Sunday, June 26, 2011

How can I help you spend your money?





Eleven hours sleep is unheard off, but after waking Phil up at 6:00, he told me to go back to sleep until a sensible hour. Turkish breakfast of feta, tomato and cucumber took me back to Olu Deniz. Our first stop was the Blue Mosque, which is on our doorstep, literally. We managed to get through the hoards of tourists to wait in an extremely long queue to get into the mosque. We removed our shoes, I regretted not bringing socks and imagined the millions of bare footed people that had tread the carpets before me, and donned the head scarf. To say the interior is impressive is an understatement. If you can get through the crowds of tourists, you then see a wall of windows and men praying. The women through covered rooms on the side. What was surprising and very disrepestcul was the number of people that removed their head scarves after they entered to mosque and the number of people trying to get into the praying areas to get ‘the photograph’. The staff were really herding cats.

Then it was onto Aya Safia to marvel at the impressive dome. This time we got an audio guide, but as usual we didn’t follow the normal format, so did numbers 3,8, 15 before we realised we were really confused and should probably fine number one. It’s a very stange mixture of both Christian and Muslim influence in the same room.
Off to the cistern, what I thought was the thing at the back of the toilet, but not in Istanbul, it’s a vast cavern where water was stored. Following the tourists, we walked through the arches and looked at the carp in the water.

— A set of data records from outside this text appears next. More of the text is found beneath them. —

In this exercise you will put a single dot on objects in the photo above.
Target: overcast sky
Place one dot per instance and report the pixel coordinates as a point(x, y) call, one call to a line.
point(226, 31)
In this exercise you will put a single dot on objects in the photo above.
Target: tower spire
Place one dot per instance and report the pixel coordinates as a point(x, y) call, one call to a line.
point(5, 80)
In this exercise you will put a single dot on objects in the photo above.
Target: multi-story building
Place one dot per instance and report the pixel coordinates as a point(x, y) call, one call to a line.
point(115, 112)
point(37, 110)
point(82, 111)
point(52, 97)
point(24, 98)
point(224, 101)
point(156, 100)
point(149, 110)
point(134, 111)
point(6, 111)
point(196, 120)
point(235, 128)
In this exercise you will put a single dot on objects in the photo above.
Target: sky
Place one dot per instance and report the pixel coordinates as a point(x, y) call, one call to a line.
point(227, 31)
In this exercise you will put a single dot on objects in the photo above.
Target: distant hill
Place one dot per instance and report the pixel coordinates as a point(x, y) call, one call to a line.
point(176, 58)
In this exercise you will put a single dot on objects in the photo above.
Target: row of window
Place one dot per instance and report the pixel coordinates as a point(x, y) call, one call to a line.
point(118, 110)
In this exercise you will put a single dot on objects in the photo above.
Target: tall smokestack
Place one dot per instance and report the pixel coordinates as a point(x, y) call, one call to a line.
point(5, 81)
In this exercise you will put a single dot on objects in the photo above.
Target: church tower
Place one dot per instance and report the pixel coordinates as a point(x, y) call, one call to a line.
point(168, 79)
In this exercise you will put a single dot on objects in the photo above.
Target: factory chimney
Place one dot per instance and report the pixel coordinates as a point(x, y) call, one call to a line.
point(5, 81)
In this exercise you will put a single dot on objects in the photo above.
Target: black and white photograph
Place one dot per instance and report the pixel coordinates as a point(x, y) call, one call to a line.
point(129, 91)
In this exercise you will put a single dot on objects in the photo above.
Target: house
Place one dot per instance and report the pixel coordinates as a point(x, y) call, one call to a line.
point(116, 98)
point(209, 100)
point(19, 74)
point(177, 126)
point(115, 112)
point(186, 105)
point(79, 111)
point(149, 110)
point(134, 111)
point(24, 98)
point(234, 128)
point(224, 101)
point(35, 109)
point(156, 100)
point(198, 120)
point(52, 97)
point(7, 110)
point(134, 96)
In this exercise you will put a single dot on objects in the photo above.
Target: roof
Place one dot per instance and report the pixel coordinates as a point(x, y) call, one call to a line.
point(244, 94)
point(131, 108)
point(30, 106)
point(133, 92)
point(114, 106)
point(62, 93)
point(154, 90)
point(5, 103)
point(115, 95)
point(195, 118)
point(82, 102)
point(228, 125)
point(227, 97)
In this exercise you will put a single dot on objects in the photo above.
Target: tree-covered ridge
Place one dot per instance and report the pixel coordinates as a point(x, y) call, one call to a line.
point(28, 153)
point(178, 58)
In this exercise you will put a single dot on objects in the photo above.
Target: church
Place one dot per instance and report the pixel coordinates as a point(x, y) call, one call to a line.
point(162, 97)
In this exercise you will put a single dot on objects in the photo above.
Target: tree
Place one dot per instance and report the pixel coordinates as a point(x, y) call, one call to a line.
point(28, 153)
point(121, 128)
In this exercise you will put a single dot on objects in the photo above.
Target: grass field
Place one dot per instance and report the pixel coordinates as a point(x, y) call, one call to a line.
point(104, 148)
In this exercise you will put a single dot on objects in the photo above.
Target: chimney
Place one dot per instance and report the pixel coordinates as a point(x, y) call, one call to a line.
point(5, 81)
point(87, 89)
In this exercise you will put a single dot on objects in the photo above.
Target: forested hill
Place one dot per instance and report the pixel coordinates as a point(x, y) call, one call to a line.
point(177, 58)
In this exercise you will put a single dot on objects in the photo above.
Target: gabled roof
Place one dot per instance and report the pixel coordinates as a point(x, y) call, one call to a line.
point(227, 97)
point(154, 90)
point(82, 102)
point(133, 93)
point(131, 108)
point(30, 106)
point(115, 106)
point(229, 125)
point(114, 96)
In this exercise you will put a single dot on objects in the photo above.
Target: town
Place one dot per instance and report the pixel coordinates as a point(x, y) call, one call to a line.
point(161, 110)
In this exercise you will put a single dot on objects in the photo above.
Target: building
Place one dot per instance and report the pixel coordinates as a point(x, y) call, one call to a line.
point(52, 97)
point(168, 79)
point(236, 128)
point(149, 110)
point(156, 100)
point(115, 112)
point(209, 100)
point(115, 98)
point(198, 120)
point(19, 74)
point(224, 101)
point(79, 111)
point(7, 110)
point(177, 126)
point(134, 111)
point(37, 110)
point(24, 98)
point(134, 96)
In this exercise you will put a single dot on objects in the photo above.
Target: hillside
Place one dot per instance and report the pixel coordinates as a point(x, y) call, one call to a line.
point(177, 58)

Lunch was mezze…again, relaxing on low seats and Phil smoking the water pipe.
I persuaded Phil to go and see the train station as it was the terminus of the Orient Express. Alas, I took him in the wrong entrance so it was a bit like taking him to London Euston…he wasn’t impressed.

We wandered past the passenger ferries that take people up the Bosporus and for the first time we saw Turkish people. I’m amazed how many tourists there are here. We walked over the Galata Bridge, past the many fishermen and imagined what Londoners would think if we fished off of Westminster Bridge.

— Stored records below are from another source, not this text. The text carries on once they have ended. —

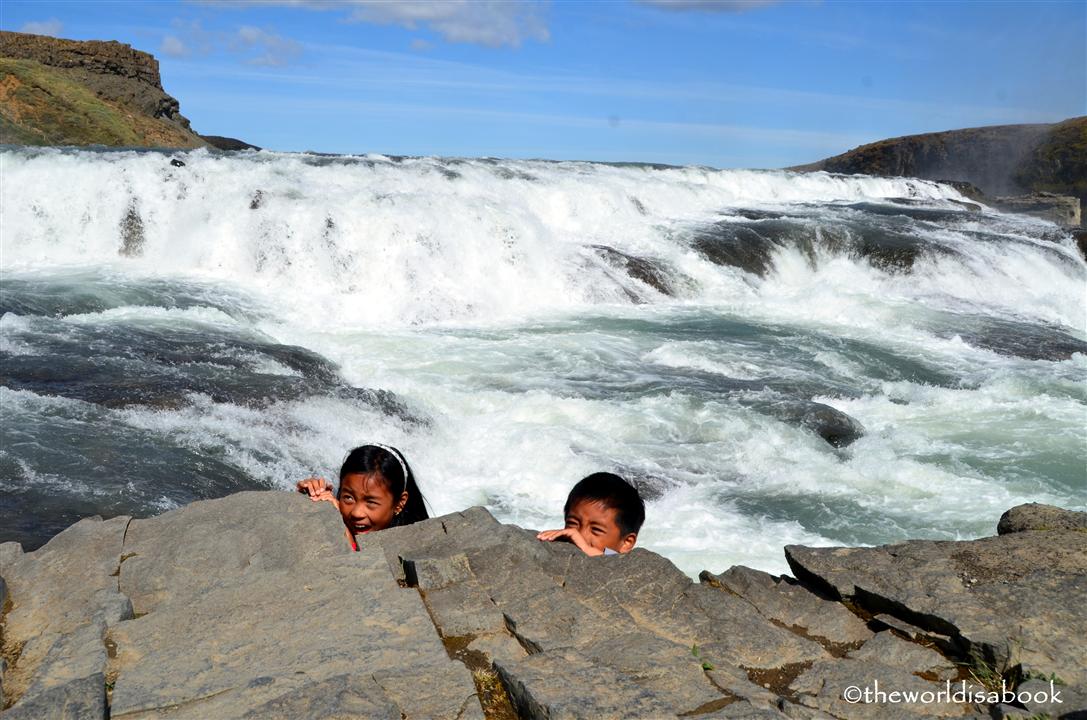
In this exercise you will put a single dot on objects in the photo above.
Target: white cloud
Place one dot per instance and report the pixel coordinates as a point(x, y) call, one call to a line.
point(271, 49)
point(173, 47)
point(259, 46)
point(710, 5)
point(491, 23)
point(51, 26)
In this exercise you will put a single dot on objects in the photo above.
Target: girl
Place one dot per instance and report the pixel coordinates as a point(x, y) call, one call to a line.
point(377, 491)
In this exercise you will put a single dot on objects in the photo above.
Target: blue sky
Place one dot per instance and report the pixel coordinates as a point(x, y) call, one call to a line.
point(728, 84)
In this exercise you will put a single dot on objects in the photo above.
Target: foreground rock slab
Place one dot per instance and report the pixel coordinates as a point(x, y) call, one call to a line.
point(253, 607)
point(1007, 600)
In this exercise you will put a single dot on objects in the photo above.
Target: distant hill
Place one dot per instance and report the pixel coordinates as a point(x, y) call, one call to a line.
point(998, 159)
point(58, 91)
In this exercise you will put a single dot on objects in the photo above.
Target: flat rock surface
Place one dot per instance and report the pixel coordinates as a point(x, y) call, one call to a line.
point(183, 553)
point(253, 606)
point(62, 593)
point(1037, 517)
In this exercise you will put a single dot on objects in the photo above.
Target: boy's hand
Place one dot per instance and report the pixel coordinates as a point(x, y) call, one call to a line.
point(570, 535)
point(317, 488)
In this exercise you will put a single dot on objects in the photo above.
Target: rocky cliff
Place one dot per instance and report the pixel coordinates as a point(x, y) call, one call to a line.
point(1000, 160)
point(58, 91)
point(252, 606)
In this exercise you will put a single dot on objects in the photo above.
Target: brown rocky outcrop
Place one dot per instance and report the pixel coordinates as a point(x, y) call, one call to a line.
point(1000, 160)
point(60, 91)
point(114, 71)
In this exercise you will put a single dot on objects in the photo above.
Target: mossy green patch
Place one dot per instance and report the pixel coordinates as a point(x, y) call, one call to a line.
point(42, 107)
point(45, 106)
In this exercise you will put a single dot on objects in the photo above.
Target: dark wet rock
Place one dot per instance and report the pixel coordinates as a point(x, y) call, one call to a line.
point(824, 686)
point(966, 189)
point(79, 699)
point(640, 269)
point(132, 233)
point(1061, 209)
point(1040, 518)
point(833, 425)
point(881, 238)
point(972, 207)
point(1021, 339)
point(163, 368)
point(750, 213)
point(1079, 235)
point(787, 603)
point(920, 659)
point(998, 598)
point(908, 210)
point(748, 246)
point(221, 143)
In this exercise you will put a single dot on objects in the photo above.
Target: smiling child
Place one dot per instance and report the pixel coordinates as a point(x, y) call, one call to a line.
point(603, 514)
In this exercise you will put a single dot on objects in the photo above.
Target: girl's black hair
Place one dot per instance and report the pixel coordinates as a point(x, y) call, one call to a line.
point(366, 459)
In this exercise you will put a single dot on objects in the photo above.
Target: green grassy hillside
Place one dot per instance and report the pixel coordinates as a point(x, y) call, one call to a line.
point(44, 106)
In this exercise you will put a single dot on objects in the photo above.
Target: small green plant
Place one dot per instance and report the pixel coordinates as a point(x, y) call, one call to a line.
point(706, 663)
point(1035, 674)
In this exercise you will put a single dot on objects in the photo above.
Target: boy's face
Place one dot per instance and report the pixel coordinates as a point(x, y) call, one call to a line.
point(598, 524)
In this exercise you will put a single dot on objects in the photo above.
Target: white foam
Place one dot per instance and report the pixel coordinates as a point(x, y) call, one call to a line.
point(479, 300)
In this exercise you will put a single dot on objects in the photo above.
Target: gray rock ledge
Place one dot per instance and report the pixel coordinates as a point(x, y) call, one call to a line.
point(252, 606)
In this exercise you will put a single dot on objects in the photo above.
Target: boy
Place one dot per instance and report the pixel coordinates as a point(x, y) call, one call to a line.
point(603, 516)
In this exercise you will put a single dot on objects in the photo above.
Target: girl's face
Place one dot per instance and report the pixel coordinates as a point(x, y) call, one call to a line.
point(366, 504)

Phil risked my life in crossing a majorly busy road and then the only way was up, up to the Galata Tower for an amazing view over the city. Alas, the width of the walkway was the size of my hips exactly, and two people had to go by each other so it was a little bit of a tight squeeze to say the least but the view was worth it.
On the way down, Phil said we should try a new route, as always it didn’t have any tourists, was quite run down and had a sign “pink pig watching you”. Comforting.

We meandered back to the hotel, through the spice bazaar and I wish the camera could capture the smells and sounds of “how can I help you spend your money”. At the hotel we sat on the roof terrace, between Aya Safia and the Blue Mosque on either side and the Bosporus on the other. The boy done good, he couldn’t have got a better location if we were sleeping in the Mosque!

Dinner of shish kebab and the first baklava, with some mezze to start of course and then on for a after dinner drink and water pipe with a difference. They also had whirling dervish, who in a trance spin constantly. It was amazing to see, I fall over if I spin around once.

A fantastic first day, and can’t wait for the next.